Prosecutors mulling child porn charges against defendant in stalking-murder case
Prosecutors are looking into charges of child pornography law violations for Charles Thomas Ikenaga, accused of stalking and murdering his ex-girlfriend in October 2013, for circulating photos of the victim on the Internet, the Mainichi has learned.
So-called “revenge porn” was identified as a serious social problem in Japan due to the images of the 18-year-old murder victim posted to the Internet by Ikenaga, now 23. However, the Tachikawa branch of the Tokyo District Public Prosecutors Office forewent laying child pornography charges at the time as her bereaved family did not wish to see the incident dissected in a court of law.
Ikenaga pleaded guilty to the murder in July last year, and he was sentenced to 22 years in prison at his first hearing in a lay judge court the following month. The sentencing decision heavily emphasized the Internet images, declaring, “It is extremely difficult to completely erase photos from the Internet, and much damage was done to the victim’s honor.”
The Tokyo High Court, however, returned Ikenaga’s case to the district court in February this year, ruling that “there are serious suspicions that, in practical terms, the lower court imposed punishment on the defendant for circulating images of the victim on the Internet, for which he was not indicted.” Observers at the time said it was likely Ikenaga would receive a lighter sentence in his second trial.

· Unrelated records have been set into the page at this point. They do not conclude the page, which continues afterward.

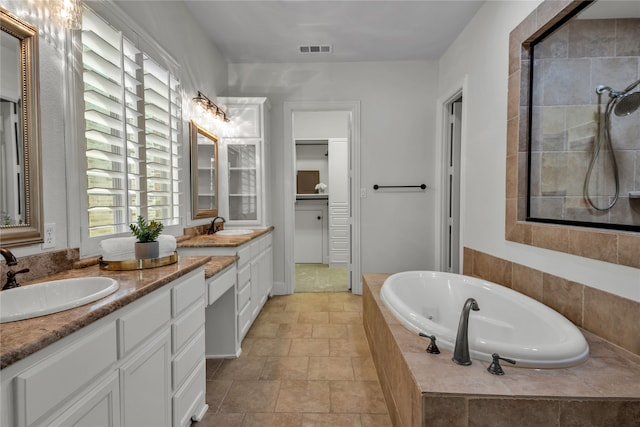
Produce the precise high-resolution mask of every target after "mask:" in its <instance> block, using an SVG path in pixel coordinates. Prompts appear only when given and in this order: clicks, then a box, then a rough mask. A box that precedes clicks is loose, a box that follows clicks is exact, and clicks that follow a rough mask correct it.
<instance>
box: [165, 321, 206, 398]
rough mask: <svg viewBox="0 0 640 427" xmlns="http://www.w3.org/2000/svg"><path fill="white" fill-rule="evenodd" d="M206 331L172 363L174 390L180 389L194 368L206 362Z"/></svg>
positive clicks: (188, 343) (201, 332) (190, 342)
mask: <svg viewBox="0 0 640 427" xmlns="http://www.w3.org/2000/svg"><path fill="white" fill-rule="evenodd" d="M204 346H205V342H204V330H202V331H200V332H199V333H198V334H196V336H195V338H194V339H193V340H191V341H189V343H188V344H187V345H186V346H185V348H184V350H182V351H181V352H180V353H179V354H178V355H177V356H176V358H175V359H174V360H173V362H172V363H171V365H172V367H173V371H172V373H173V378H172V380H173V388H174V390H175V389H178V388H179V387H180V386H181V385H182V383H183V382H184V380H185V378H187V376H188V375H189V373H190V372H191V371H192V370H193V368H194V367H195V366H196V365H197V364H198V363H199V362H201V361H202V360H204Z"/></svg>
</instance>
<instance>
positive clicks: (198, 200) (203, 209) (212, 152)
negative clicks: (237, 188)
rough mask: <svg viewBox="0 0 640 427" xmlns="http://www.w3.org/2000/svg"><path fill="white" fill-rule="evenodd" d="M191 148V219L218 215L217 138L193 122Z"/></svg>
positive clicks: (217, 149) (190, 128) (199, 125)
mask: <svg viewBox="0 0 640 427" xmlns="http://www.w3.org/2000/svg"><path fill="white" fill-rule="evenodd" d="M189 132H190V138H189V139H190V146H191V218H192V219H201V218H212V217H214V216H217V215H218V137H217V136H216V135H214V134H213V133H211V132H209V131H208V130H207V129H205V128H203V127H202V126H200V125H198V124H197V123H196V122H194V121H193V120H192V121H190V122H189Z"/></svg>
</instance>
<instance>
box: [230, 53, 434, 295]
mask: <svg viewBox="0 0 640 427" xmlns="http://www.w3.org/2000/svg"><path fill="white" fill-rule="evenodd" d="M437 79H438V71H437V63H436V62H433V61H430V62H427V61H416V62H393V63H334V64H230V65H229V95H231V96H267V97H268V98H269V101H270V103H271V105H272V107H273V108H272V110H271V124H272V133H271V137H272V138H271V140H272V144H271V146H272V150H273V152H272V156H271V158H272V164H271V173H272V183H273V188H272V195H273V201H272V206H273V218H274V225H275V235H274V245H275V248H274V256H275V260H274V279H275V281H276V282H281V281H283V280H284V263H285V260H284V259H283V254H284V246H283V245H284V243H283V237H284V231H283V230H284V227H285V226H290V225H285V224H284V223H283V218H284V212H283V187H284V177H285V173H284V171H283V157H284V152H283V144H284V142H283V138H284V136H283V135H284V134H283V124H284V118H283V113H284V102H285V101H329V100H330V101H357V100H359V101H360V102H361V123H362V126H361V163H362V167H361V175H360V176H361V185H362V187H363V188H365V190H366V192H367V197H366V198H365V199H362V200H361V202H362V203H361V218H359V219H357V218H356V220H359V221H360V226H361V235H362V236H361V242H360V243H361V248H362V253H361V255H362V260H361V262H362V271H363V272H389V273H393V272H397V271H402V270H408V269H431V268H434V267H435V264H434V259H435V256H434V248H433V241H434V225H433V221H431V218H432V215H433V212H434V209H435V207H434V203H435V202H434V198H433V193H432V192H431V191H426V192H418V193H391V192H386V193H382V192H378V193H374V191H373V190H372V186H373V184H381V185H384V184H387V185H390V184H420V183H423V182H424V183H426V184H429V185H433V184H434V172H433V167H434V163H433V161H434V139H433V135H434V133H435V110H436V109H435V93H436V88H437Z"/></svg>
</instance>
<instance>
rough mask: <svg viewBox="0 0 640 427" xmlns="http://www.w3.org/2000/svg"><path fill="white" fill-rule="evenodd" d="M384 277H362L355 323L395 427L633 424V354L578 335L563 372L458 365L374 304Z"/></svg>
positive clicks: (635, 371)
mask: <svg viewBox="0 0 640 427" xmlns="http://www.w3.org/2000/svg"><path fill="white" fill-rule="evenodd" d="M387 277H388V275H387V274H364V275H363V285H364V286H363V307H364V308H363V310H364V312H363V322H364V327H365V332H366V334H367V338H368V340H369V346H370V348H371V353H372V356H373V359H374V362H375V365H376V369H377V371H378V377H379V378H380V383H381V385H382V390H383V393H384V394H385V399H386V401H387V406H388V409H389V413H390V415H391V417H392V420H393V423H394V425H396V426H460V427H463V426H464V427H472V426H492V427H501V426H505V427H506V426H514V425H518V426H519V427H527V426H536V427H537V426H546V427H550V426H578V425H579V426H599V425H612V426H614V425H615V426H637V425H639V424H638V420H640V357H638V356H636V355H634V354H631V353H630V352H627V351H625V350H622V349H620V348H618V347H616V346H614V345H612V344H610V343H608V342H606V341H604V340H603V339H601V338H599V337H597V336H595V335H593V334H591V333H589V332H586V331H585V336H586V338H587V340H588V342H589V345H590V348H591V354H590V357H589V359H588V360H587V361H586V362H584V363H583V364H581V365H579V366H575V367H572V368H565V369H550V370H535V369H519V368H514V367H511V366H510V365H508V364H504V365H506V366H504V370H505V375H504V376H495V375H491V374H489V373H488V372H487V371H486V369H487V367H488V365H489V363H487V362H481V361H477V360H474V361H473V364H472V365H471V366H458V365H456V364H455V363H453V362H452V361H451V357H452V353H451V352H449V351H447V350H442V349H441V353H440V354H439V355H432V354H428V353H426V352H425V348H426V346H427V344H428V340H425V339H424V338H421V337H419V336H417V335H416V334H414V333H412V332H411V331H409V330H408V329H407V328H405V327H404V326H403V325H402V324H401V323H400V322H399V320H397V319H396V318H395V317H394V316H393V314H392V313H391V312H390V311H389V310H388V309H387V308H386V306H384V303H382V301H381V300H380V288H381V287H382V284H383V283H384V280H385V279H386V278H387Z"/></svg>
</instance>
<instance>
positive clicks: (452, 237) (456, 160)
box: [442, 96, 462, 273]
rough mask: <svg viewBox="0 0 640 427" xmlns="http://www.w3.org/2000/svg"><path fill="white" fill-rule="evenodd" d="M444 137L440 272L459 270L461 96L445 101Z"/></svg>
mask: <svg viewBox="0 0 640 427" xmlns="http://www.w3.org/2000/svg"><path fill="white" fill-rule="evenodd" d="M446 110H447V113H446V114H447V124H448V126H447V136H446V140H445V144H444V148H445V150H446V156H445V159H444V160H445V164H444V168H443V170H444V171H445V176H444V183H443V188H445V189H446V193H445V203H444V206H445V209H446V211H445V212H444V218H445V223H444V230H443V237H444V238H443V242H444V250H443V255H444V256H443V265H442V271H448V272H451V273H459V272H460V146H461V141H462V96H460V97H459V98H457V99H455V100H454V101H452V102H451V103H449V104H447V109H446Z"/></svg>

Prosecutors, however, are apparently using this opportunity to reconsider indicting the defendant on child porn charges, and are preparing to accept a criminal complaint over the Internet images from the victim’s family. Applying new charges after a defendant’s case is returned to a lower court and then trying that defendant on the new charges is an extremely unusual practice.
According to the decision handed down in Ikenaga’s first and second hearings, the defendant broke into the victim’s house in the city of Mitaka, Tokyo, and waited to ambush her for more than six hours. He then stabbed the victim to death. After the killing, Ikenaga allegedly posted photos of the victim online for anyone to see.
The incident sparked calls for controls on revenge porn, leading to the passage in November last year of an anti-revenge porn law. Under the law, posting online sexual images one took without the consent of the subject is punishable by up to three years in prison or a fine of up to 500,000 yen.